Interaction of the lipid raft-associated protein flotillin-2 with membrane cholesterol

Flotillin-2 and flotillin-1 are ubiquitously expressed proteins which are associated with sphingolipid and cholesterol-enriched membrane microdomains known as lipid rafts. Both proteins play a role in various cellular processes. Recently, an important role for flotillins in Niemann-Pick C1-like 1-mediated cholesterol uptake was unraveled, but their interaction mode with cholesterol still remains to be clarified.

We have shown that flotillin-2 is linked to the plasma membrane by means of fatty acid modifications, especially myristoylation and palmitoylation. Those post translational modifications facilitate the interaction with membrane cholesterol. In addition, sequence analysis of flotillin-2 showed the existence of four putative cholesterol recognition/interaction amino acid consensus motifs (CRAC).
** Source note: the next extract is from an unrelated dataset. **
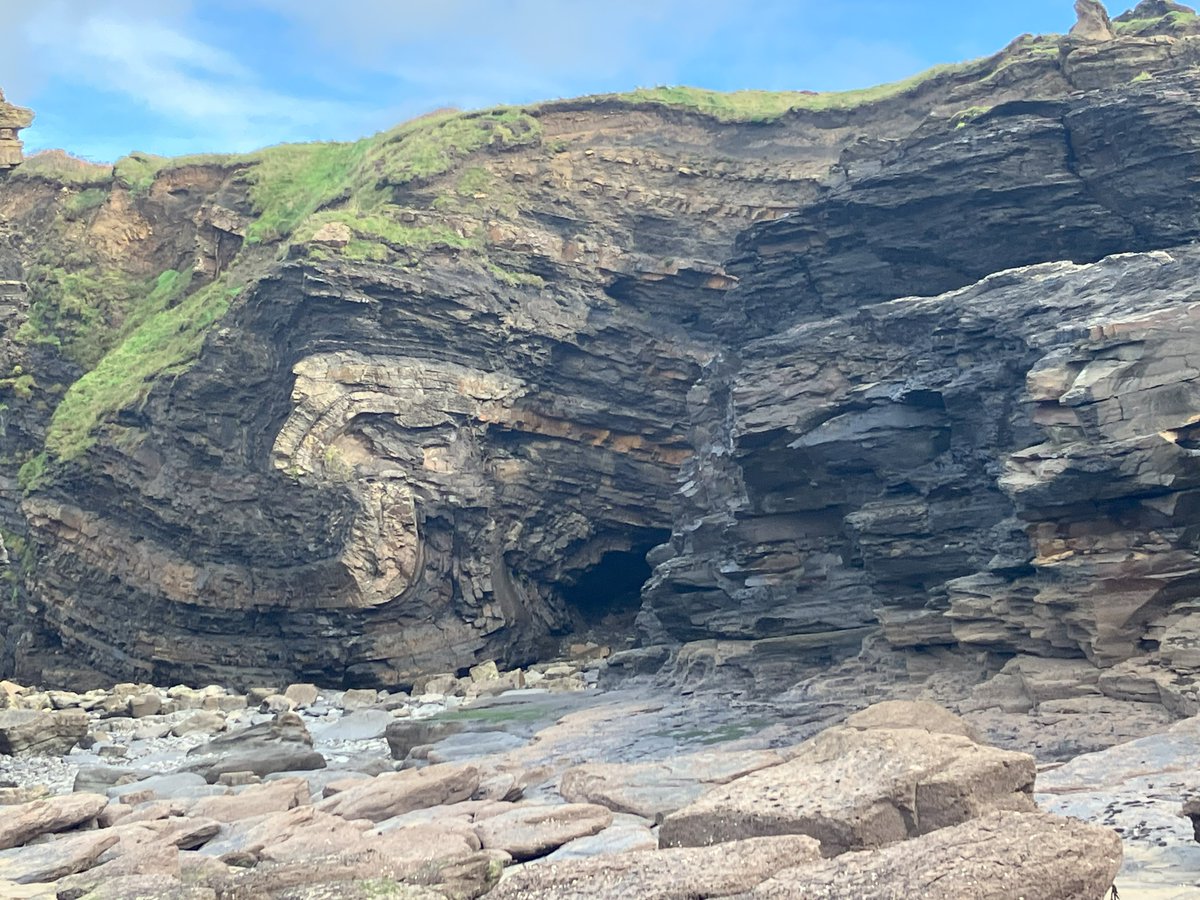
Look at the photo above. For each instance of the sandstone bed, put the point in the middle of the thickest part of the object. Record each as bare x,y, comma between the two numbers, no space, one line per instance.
899,798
To examine the interaction of flotillin-2 with membrane cholesterol, we produced fusion proteins and generated targeted tyrosine substitutions for the inactivation of putative CRAC-motifs. Labeling of the fusion proteins with the photoreactive cholesterol analog azocholestanol ([³H]6-azi-5α-cholestan-3β-ol) showed that flotillin-2 is able to bind cholesterol, whereas the inactivation of the putative CRAC motifs doesn’t abolish this interaction.

These results show for the first time that flotillin-2 binds to membrane cholesterol and that this interaction doesn’t solely rely on CRAC motifs. Due to that, flotillin-2 might play an active role in structuring cell membranes.